Phase 4: Core Construction
          The worms require about half a jope to advance the 256 kilurets from the inner hull to the planned outer core, some 171 kilurets wide. Only 6% actually penetrate this far; the rest have been crowded out. The remaining worms reorganize, and enter the core. Now they labor in the heavy darkness, both extending the weight-bearing collyphs toward the inner core, and filling the intervening space with a solid, complex neural mix. This medium will mature into the vast megon brain.

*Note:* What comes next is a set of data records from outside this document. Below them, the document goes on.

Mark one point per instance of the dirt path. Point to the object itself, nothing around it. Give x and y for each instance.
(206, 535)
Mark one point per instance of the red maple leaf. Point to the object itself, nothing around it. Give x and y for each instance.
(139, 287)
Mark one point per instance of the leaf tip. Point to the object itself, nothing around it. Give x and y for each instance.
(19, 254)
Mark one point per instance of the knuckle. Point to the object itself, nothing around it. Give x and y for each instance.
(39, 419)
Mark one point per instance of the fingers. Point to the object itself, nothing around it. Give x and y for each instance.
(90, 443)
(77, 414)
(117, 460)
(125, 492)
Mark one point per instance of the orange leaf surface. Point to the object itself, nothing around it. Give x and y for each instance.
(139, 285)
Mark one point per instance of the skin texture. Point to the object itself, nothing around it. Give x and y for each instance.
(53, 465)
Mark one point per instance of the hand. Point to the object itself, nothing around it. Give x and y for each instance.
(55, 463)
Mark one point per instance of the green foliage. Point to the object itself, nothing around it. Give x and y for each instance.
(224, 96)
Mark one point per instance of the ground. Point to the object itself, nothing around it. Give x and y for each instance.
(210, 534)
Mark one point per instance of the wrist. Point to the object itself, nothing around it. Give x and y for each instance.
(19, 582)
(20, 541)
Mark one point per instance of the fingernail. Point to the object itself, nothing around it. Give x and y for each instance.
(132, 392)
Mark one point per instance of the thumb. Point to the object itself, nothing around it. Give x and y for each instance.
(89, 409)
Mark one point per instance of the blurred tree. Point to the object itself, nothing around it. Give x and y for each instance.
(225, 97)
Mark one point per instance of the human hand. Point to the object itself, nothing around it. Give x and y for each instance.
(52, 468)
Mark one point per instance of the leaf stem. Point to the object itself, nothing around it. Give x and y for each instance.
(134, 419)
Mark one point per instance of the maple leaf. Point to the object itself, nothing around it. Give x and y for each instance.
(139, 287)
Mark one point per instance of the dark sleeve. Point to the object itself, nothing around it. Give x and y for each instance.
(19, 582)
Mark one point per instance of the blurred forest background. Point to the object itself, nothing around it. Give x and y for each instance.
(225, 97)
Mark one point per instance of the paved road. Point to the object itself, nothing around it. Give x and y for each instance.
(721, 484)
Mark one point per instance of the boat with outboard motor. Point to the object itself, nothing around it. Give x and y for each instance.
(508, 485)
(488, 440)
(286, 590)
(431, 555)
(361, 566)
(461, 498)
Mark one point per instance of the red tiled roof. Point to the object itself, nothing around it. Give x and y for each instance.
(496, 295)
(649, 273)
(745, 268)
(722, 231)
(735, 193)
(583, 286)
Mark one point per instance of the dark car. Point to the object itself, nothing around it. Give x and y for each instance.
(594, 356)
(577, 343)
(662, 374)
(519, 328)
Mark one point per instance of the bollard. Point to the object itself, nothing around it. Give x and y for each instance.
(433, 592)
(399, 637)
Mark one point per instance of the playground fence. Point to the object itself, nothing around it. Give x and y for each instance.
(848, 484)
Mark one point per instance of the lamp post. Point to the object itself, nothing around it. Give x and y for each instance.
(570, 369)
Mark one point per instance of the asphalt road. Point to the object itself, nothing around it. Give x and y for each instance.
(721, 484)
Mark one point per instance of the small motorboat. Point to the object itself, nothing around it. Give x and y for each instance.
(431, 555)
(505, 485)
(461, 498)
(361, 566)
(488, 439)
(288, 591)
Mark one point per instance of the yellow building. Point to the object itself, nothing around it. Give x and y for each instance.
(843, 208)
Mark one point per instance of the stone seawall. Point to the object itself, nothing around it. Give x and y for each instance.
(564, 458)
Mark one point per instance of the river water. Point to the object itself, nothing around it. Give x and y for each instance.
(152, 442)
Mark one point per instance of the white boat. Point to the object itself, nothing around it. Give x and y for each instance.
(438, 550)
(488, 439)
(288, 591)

          The brain gradually comes to life, performing basic functions, linking with the neural network distributed throughout the megon, and assuming responsibility for coordinating creatoid activities. Many creatoids surrender their limited individual identities, and merge with the overall megon awareness, forming a global, unified conscious field. When a threshold of sophistication is achieved, the memory and personality of a meton will be transferred to the megon brain. The Omenites still have strict rules forbidding the creation of a wholly synthetic individual.
          Within 1,000 yads (another tenth of a jope) the brain extends 43 kilurets deep, halfway to the center of the moon. At this level the collyphs intersect and join together, squeezing out the final wedges of brain parenchyma. One-quarter of the worms persist deeper still, eventually replacing most of the inner core with a homogeneous alloy of great strength. One by one these worms stop, and convert themselves into conscious sensors, linked to the megon brain by slender nerve roots, at one with the megon consciousness.